What advice would you give to young women entering your industry?
I don't care what field they go into, they need to understand the mind and the brain and manage the mind. The brain is the thinking apparatus that sits between your shoulders and runs all your systems and circuits in your body. Your mind is the one that tells the thoughts, and you've got control of the thoughts. When you can manage the mind, you can settle the chaos and the fear. You're gonna go through storms, it's like weather, it comes and it goes. But when you can manage your mind and settle the storms and settle your soul, then you can hear your wisdom, and your wisdom will give you the right information of how to move and where to go. It's trackable, like a key indicator. Understanding your inner wisdom and learning to hear it is the most important strategy in your business. They teach that in other countries, but they don't teach it here in the United States. It's just not part of our religious system. I grew up Christian and have a faith, but we put too much on that and not on our own mastery of what is our inner voice. It tells us when it's not right through an upset stomach, a pain in your neck, a sore back. Start to listen to it, it'll communicate with you. That's what I would tell them, I don't care what field they go into. And they've already experienced it, because it's innate, it helped them walk as a baby.
What are the biggest challenges or opportunities in your field right now?
I think the challenges are going away. There was a point where I used to hear that intuitive leadership was very woo-woo. In fact, my first book I wrote 7 years ago was on heart-based leadership and why heart-based leadership and courage matter. People said that was very soft. Now, heart-based leadership is accepted worldwide. And with intuitive leadership, I heard it was a little bit of woo-woo, but it's really come around in the last year, because I always say it's not woo-woo, it's wow. It's W-O-W, working opportunities with wisdom. The world is ready for it. It's growing, and it's exciting, and if I can be the light and the bridge to kind of help people figure that one out, I will do it.
What values are most important to you in your work and personal life?
Authenticity and integrity are most important to me. Authenticity means if you screw up, you own it, and you don't go into the fearmonger of 'oh, I screwed up.' You go, that's part of life, you know, I'm learning.
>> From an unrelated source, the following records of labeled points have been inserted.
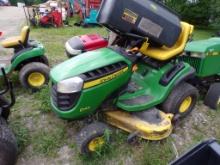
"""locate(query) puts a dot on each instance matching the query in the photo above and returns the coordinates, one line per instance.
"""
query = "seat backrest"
(25, 35)
(164, 53)
(187, 30)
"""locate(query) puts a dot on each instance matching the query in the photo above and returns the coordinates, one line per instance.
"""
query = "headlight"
(72, 51)
(70, 85)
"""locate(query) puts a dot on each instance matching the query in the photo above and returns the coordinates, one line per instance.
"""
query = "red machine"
(53, 18)
(87, 10)
(84, 43)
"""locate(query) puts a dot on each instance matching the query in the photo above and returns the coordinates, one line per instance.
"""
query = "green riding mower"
(204, 56)
(28, 59)
(8, 144)
(138, 84)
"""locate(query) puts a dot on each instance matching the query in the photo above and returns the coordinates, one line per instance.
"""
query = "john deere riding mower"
(8, 145)
(204, 56)
(138, 84)
(28, 59)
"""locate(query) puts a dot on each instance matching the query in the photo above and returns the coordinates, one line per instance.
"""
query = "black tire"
(32, 67)
(5, 111)
(89, 133)
(212, 98)
(8, 145)
(176, 98)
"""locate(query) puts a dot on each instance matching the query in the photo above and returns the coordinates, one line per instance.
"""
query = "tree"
(196, 12)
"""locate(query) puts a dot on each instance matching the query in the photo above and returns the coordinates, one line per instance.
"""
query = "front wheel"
(34, 75)
(93, 138)
(181, 101)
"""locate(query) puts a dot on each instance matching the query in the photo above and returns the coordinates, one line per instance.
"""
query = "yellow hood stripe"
(104, 79)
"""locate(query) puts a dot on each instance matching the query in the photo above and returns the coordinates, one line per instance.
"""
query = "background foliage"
(204, 13)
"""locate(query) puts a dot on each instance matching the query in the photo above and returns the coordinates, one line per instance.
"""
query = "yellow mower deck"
(146, 130)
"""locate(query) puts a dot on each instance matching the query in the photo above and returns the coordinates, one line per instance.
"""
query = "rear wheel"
(92, 138)
(34, 75)
(8, 145)
(181, 101)
(212, 98)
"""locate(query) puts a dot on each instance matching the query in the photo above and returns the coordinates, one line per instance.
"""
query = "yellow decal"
(104, 79)
(129, 16)
(213, 53)
(84, 109)
(154, 7)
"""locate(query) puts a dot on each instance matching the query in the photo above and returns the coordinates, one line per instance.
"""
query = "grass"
(41, 135)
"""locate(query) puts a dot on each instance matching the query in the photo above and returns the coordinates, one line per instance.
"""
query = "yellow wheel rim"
(36, 79)
(96, 143)
(185, 104)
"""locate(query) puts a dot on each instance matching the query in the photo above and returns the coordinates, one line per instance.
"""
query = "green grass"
(41, 134)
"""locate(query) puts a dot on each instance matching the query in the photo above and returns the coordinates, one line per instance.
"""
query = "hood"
(85, 62)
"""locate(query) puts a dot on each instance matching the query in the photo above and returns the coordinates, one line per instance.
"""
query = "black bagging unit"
(147, 18)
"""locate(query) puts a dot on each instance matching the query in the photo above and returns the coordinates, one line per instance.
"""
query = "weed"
(21, 134)
(47, 142)
(44, 96)
(157, 153)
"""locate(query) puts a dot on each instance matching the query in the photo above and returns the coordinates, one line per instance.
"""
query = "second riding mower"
(8, 144)
(28, 59)
(136, 85)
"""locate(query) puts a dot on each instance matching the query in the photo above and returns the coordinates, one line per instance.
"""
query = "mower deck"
(151, 124)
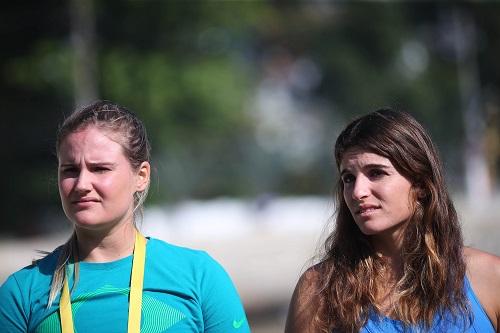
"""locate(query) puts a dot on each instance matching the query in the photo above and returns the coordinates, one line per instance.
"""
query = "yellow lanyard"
(135, 298)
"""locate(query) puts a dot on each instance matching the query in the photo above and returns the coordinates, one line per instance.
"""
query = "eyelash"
(372, 174)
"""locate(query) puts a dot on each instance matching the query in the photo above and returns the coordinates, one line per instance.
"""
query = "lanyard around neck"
(135, 298)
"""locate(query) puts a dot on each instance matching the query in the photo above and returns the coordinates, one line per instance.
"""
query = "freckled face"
(377, 195)
(96, 180)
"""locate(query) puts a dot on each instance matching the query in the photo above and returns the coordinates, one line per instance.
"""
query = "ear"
(143, 175)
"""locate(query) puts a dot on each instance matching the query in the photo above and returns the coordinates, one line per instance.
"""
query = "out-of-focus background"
(243, 101)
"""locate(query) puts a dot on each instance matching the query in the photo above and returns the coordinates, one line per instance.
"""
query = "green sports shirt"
(184, 291)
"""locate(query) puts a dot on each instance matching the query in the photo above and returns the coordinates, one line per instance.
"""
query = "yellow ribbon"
(135, 297)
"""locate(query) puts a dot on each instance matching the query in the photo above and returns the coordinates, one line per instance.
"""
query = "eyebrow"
(91, 164)
(367, 166)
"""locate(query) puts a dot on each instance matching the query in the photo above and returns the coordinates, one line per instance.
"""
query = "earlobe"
(143, 176)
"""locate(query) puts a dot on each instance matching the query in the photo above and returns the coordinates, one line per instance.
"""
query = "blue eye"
(376, 173)
(348, 178)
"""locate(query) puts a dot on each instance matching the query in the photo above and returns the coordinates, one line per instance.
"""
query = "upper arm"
(221, 304)
(13, 318)
(304, 302)
(483, 270)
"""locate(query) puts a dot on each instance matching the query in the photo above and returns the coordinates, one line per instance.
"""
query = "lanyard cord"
(135, 298)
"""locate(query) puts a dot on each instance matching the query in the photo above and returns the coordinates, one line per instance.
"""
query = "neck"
(106, 246)
(388, 245)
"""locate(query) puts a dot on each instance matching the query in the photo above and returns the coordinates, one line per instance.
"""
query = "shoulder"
(304, 301)
(483, 271)
(482, 265)
(39, 268)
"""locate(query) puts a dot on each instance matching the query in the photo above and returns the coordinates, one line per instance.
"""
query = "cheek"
(65, 186)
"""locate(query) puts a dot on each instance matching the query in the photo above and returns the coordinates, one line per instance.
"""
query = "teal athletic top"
(445, 324)
(184, 291)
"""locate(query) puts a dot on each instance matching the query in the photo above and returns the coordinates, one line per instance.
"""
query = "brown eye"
(348, 178)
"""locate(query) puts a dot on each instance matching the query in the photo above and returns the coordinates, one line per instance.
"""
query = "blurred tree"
(240, 98)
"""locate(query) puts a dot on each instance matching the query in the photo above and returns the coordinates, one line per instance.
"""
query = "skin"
(379, 198)
(96, 186)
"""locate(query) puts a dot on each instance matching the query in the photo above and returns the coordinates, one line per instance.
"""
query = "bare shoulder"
(483, 271)
(304, 302)
(482, 264)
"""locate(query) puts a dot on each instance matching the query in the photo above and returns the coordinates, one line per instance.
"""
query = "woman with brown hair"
(395, 261)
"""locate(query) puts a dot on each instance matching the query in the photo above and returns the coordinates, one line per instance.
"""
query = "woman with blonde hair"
(395, 261)
(108, 277)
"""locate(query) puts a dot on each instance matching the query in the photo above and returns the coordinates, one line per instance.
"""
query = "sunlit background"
(242, 102)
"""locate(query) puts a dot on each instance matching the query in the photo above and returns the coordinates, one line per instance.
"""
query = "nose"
(83, 183)
(361, 188)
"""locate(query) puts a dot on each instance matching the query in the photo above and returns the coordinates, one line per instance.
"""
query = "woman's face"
(377, 195)
(96, 180)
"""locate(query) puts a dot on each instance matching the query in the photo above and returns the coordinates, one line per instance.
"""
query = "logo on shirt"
(238, 323)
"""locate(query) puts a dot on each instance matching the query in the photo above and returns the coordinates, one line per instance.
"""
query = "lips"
(84, 201)
(366, 209)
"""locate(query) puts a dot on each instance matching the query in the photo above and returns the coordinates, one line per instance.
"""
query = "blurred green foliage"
(194, 71)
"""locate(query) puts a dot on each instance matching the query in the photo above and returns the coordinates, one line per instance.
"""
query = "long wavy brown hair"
(432, 281)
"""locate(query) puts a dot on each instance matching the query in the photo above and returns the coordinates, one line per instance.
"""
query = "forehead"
(356, 158)
(91, 141)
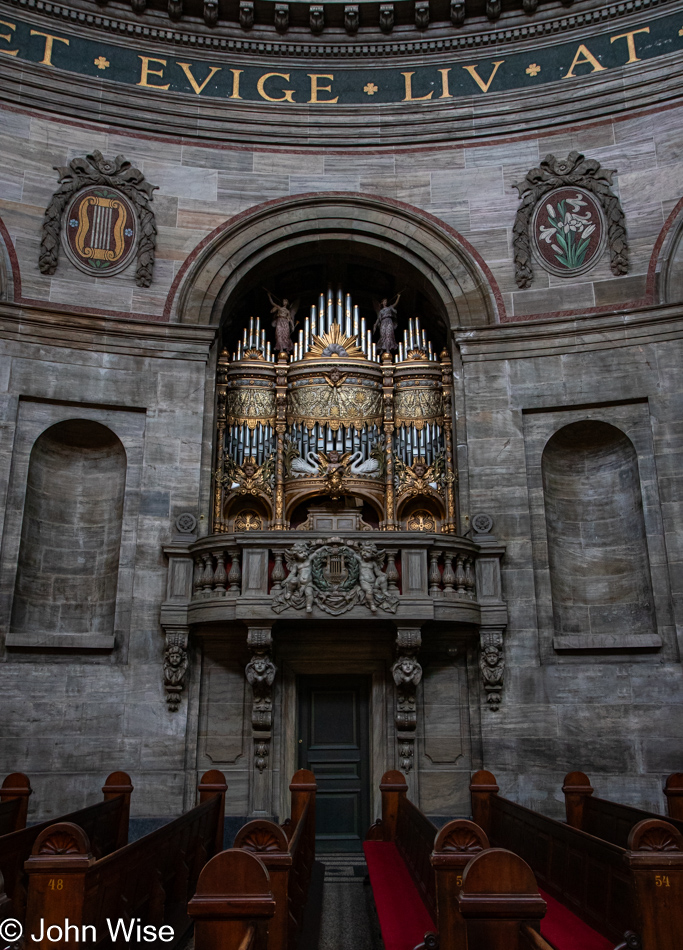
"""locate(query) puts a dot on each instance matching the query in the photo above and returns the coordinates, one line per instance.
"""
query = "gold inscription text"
(49, 41)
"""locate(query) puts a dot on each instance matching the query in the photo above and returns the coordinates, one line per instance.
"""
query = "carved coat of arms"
(336, 576)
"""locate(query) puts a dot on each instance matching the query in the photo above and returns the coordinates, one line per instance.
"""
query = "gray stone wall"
(71, 717)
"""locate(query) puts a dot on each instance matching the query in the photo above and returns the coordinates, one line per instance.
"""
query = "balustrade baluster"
(469, 578)
(392, 571)
(278, 574)
(207, 576)
(220, 575)
(235, 574)
(448, 572)
(434, 574)
(198, 574)
(460, 575)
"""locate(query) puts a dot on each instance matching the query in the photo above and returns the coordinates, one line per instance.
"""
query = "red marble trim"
(361, 196)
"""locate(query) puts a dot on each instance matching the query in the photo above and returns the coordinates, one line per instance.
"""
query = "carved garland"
(94, 170)
(581, 172)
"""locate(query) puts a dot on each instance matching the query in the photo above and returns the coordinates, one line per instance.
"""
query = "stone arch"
(10, 281)
(453, 274)
(597, 545)
(665, 275)
(67, 575)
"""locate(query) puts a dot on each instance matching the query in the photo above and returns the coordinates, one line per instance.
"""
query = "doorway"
(333, 744)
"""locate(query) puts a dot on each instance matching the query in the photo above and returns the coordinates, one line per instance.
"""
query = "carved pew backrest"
(454, 847)
(655, 859)
(14, 796)
(499, 893)
(288, 852)
(151, 879)
(233, 903)
(105, 824)
(608, 820)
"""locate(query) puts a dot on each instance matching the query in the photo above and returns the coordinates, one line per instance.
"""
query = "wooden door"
(333, 744)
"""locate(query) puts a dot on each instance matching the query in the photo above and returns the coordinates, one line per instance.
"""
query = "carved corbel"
(351, 17)
(386, 17)
(492, 666)
(175, 666)
(407, 674)
(260, 673)
(422, 14)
Make it right, do my best, get out of it, learn from it. That's being authentic. And integrity is just tell the truth as you know it in the moment. You can get more information and your story changes, but that's okay. Whatever I do, it's always lined up with authenticity, integrity, and the passion to be the bridge to help people understand they've got wisdom. I write about an exercise in one of my books called What Makes Your Heart Sing, and when you understand what makes your heart sing, everything in your world lines up, whether you're going out with friends because you want authentic conversations, or whether you're working in a job amongst people who are authentic and bringing that to you and they have high integrity.